WINTER IS TOUGH on the little guys—especially Portland's 671 food carts. But about two-dozen local carts have joined forces to form a new advocacy group, the Oregon Street Food Association.
The fledgling food group had its third official meeting last Monday, January 9, but cart owners say the group was a long time coming. It aims to get food cart owners to weigh in on laws and regulations that could affect them, and also potentially link up carts to buy goods or services in bulk.
Oregon already has a powerful food service interest group, the Oregon Restaurant and Lodging Association (ORLA), but it does not have any food cart members. Cart owners tend to see the membership dues as too steep (admission starts at $250 a year) and ORLA's brick-and-mortar constituents as sometimes at odds with the cart crowd.
The Oregon Street Food Association came out of a regular dinner-and-gripe session among the owners of carts like Whiffies, the Grilled Cheese Grill, FlavourSpot, Koi Fusion, Potato Champion, and Big-Ass Sandwiches.
"We would get together and have a support group for cart owners—talking about things that cart owners talk about," says Whiffies owner Gregg Abbott. Last year, Addy Bittner of Addy's Sandwiches and Ali Akseki of Ali Baba's approached the friends about forming an official nonprofit to educate the public about food carts and weigh in on government policy.

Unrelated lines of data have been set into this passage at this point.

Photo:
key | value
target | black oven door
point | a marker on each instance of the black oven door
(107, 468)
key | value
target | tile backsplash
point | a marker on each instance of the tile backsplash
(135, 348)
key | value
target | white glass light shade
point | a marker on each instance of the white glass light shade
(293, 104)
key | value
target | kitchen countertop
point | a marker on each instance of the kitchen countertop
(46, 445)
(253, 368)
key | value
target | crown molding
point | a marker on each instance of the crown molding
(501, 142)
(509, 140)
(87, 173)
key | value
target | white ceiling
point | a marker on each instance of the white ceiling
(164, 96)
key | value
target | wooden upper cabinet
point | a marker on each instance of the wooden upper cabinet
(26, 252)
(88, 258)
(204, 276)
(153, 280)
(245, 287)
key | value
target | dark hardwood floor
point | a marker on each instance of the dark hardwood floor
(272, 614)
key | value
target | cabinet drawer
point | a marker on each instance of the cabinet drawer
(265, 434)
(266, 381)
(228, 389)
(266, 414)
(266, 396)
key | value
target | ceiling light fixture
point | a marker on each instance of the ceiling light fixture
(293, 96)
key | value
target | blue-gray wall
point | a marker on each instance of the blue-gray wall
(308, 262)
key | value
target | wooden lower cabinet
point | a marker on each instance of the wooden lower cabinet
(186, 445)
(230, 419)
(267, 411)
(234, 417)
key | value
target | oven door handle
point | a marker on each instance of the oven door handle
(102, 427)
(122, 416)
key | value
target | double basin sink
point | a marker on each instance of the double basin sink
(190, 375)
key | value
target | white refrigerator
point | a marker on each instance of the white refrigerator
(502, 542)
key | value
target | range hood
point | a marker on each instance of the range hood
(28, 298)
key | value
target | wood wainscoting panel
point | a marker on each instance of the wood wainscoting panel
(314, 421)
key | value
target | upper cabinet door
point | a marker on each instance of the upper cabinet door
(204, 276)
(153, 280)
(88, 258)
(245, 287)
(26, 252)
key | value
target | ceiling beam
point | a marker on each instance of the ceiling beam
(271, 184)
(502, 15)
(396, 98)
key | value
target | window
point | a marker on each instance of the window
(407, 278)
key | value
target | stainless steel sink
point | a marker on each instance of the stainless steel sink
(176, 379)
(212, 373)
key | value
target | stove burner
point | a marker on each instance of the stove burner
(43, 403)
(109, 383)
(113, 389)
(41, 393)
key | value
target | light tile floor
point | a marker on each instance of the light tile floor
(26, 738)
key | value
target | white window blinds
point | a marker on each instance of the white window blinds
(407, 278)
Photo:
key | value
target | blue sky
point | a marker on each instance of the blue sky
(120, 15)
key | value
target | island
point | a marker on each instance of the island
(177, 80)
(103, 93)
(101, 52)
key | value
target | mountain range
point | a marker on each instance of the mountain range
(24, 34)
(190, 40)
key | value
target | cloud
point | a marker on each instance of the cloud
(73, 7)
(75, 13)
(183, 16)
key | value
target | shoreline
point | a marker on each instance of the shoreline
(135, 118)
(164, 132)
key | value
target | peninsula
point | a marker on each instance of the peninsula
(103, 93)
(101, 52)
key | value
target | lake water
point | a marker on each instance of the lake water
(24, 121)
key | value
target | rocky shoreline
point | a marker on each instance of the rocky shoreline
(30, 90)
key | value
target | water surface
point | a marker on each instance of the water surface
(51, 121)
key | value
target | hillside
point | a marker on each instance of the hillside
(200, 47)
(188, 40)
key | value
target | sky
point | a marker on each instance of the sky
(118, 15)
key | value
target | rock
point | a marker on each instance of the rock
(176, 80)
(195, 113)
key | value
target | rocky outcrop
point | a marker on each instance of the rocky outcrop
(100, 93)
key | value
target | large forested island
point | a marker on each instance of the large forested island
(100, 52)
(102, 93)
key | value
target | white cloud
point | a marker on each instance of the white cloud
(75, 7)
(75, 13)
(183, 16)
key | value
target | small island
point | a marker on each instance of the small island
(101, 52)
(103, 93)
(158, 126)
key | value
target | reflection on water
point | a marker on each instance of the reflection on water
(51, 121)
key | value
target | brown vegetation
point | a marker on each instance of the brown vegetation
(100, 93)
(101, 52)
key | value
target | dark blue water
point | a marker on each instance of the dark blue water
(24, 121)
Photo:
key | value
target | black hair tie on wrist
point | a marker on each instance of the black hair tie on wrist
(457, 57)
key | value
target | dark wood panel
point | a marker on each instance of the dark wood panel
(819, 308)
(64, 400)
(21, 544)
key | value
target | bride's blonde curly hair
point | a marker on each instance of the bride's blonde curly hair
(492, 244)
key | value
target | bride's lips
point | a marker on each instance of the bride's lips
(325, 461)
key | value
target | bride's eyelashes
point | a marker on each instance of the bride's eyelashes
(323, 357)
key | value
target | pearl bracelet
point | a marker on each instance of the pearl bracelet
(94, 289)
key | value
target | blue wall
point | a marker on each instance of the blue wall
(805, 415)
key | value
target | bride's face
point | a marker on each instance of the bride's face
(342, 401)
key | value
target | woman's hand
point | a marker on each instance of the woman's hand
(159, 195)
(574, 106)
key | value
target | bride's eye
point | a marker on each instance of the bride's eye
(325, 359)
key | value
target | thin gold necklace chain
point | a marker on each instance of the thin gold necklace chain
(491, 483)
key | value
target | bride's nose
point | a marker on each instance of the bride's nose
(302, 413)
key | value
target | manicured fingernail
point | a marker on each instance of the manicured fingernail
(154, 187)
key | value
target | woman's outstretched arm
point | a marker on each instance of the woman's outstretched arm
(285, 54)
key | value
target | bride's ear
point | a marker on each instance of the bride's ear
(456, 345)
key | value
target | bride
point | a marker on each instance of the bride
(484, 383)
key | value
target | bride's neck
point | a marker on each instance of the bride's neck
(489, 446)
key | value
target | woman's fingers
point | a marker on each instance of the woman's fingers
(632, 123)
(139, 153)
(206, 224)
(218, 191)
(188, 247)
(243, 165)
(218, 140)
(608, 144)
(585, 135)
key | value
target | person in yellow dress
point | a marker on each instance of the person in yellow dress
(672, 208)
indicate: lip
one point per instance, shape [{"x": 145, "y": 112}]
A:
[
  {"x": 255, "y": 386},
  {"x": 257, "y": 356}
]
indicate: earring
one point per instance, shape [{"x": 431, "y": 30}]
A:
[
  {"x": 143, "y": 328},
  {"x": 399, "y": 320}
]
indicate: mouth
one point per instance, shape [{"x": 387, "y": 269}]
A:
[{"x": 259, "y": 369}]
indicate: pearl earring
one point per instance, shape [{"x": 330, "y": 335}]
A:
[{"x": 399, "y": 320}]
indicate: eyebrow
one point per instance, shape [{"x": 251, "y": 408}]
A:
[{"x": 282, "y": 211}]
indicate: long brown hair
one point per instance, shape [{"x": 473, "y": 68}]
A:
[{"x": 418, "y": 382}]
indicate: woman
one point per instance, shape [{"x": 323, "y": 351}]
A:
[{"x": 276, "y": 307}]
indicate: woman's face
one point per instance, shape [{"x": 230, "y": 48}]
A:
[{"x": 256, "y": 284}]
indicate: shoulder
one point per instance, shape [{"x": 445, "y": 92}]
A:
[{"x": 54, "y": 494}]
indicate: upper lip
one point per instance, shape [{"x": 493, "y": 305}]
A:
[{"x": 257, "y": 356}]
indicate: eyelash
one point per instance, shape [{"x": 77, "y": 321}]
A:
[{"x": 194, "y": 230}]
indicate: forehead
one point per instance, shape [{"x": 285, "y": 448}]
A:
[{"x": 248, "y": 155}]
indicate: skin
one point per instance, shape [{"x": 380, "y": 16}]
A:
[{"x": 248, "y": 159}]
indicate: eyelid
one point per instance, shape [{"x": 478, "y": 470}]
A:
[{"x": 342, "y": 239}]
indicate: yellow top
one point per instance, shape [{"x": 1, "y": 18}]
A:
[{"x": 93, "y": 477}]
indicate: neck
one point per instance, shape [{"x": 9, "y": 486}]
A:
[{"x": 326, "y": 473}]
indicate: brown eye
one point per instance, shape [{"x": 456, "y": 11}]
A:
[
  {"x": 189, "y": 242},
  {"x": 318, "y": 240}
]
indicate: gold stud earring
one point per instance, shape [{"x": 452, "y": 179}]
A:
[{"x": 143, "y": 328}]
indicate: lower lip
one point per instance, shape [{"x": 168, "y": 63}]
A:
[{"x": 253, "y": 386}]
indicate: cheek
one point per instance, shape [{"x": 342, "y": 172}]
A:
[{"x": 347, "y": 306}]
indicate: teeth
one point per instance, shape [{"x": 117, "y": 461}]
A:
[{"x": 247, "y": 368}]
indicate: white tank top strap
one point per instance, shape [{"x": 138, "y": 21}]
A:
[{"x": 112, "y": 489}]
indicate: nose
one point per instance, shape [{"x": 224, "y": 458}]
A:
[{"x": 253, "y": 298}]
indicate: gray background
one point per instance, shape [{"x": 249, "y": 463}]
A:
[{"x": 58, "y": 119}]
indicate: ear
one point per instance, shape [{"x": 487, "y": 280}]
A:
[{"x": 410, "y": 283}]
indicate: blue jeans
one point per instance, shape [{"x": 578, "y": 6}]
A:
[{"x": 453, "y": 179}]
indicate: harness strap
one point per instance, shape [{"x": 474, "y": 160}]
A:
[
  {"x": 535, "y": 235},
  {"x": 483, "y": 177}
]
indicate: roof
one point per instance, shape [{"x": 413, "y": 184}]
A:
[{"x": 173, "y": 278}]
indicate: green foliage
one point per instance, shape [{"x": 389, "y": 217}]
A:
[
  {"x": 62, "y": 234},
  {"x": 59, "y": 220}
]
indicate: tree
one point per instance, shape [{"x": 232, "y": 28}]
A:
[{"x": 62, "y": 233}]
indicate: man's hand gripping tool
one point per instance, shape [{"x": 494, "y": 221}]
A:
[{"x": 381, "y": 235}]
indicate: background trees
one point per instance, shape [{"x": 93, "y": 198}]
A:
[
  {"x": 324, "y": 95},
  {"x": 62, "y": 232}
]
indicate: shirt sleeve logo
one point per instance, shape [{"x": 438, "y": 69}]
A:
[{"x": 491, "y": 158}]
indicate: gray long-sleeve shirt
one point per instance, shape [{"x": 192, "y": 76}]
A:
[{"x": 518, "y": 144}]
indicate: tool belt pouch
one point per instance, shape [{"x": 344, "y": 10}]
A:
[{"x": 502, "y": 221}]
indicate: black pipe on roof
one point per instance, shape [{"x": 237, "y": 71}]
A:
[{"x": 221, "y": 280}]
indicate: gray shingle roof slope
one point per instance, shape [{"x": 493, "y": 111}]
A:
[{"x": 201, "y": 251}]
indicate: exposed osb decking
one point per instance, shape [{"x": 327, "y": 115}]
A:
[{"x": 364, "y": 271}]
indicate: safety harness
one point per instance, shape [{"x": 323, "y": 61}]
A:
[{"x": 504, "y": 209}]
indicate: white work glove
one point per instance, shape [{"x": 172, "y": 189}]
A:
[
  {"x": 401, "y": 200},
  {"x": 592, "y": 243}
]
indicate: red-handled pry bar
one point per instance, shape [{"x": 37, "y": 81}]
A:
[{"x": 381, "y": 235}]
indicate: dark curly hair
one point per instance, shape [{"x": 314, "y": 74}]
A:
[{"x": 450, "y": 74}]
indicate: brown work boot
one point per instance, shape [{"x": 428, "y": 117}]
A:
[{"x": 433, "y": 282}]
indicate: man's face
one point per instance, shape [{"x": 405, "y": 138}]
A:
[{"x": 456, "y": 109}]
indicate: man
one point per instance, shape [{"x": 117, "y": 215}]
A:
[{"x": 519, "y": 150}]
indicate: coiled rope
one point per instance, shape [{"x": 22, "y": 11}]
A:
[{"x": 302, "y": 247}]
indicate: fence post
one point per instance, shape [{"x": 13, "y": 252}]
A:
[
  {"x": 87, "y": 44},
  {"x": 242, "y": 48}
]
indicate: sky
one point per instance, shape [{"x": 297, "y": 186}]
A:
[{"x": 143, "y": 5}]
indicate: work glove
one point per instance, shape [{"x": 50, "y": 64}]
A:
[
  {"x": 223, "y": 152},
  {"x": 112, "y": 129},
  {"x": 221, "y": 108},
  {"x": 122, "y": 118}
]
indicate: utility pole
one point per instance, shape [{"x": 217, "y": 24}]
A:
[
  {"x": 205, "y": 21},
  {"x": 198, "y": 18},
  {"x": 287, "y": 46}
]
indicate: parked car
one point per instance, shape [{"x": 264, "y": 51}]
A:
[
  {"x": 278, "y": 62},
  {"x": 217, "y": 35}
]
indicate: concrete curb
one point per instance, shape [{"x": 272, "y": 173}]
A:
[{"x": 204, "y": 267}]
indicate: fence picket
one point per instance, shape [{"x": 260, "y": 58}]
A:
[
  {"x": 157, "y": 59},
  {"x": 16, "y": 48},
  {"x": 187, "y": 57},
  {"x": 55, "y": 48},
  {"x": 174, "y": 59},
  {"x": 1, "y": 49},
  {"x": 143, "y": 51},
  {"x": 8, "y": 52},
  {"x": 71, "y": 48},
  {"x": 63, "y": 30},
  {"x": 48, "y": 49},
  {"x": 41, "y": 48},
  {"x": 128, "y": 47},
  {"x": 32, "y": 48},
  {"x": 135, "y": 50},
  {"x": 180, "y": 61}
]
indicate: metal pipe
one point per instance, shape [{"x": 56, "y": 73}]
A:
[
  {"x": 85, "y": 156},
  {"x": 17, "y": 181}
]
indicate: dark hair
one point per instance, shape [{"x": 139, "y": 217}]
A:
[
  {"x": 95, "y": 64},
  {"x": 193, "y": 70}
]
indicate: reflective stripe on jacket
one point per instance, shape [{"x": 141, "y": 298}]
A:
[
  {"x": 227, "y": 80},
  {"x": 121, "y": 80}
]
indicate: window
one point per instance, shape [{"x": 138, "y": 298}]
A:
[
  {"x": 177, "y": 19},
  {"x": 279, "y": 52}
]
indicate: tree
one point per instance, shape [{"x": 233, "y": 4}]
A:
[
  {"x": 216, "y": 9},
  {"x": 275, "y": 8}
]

"Working cooperatively gives us an advantage. There's real power in numbers," says Abbott. "We're talking about things like, 'How can we get health care? How do we leverage the fact that there are almost 700 food carts in Portland to make sure we're represented at the state, city, and county level? How can we make sure that we know what the issues are and don't get blindsided by regulations that might not be necessary?'"
During the fall, members sat in on state health regulation working groups. No new state laws that may affect carts are currently proposed, but cart owners think they will need to be their own advocates—rather than leaving the policy work to the big dogs at ORLA.
ORLA vice president of marketing John Hamilton says his group advocates for the entire food service industry. "Right now the association stance is we are in support of any mobile food cart," says Hamilton. "Our feeling is if you're stationary, you should be held to the same standards as brick-and-mortar restaurants."
"Inherently, restaurants do see us as competition," says Brett Burmeister, co-owner of the Food Carts Portland blog. "Through my conversations with food cart owners, I do feel like ORLA is taking an adversarial role."
"Restaurants are always complaining that we have such an advantage. But there are advantages and disadvantages to being a food cart," says Abbott. "The difference between 200 square feet and 2,000 is a huge difference. There are aspects of what we have to do that the restaurant association doesn't really understand, which is why I think it's hard for them to represent us."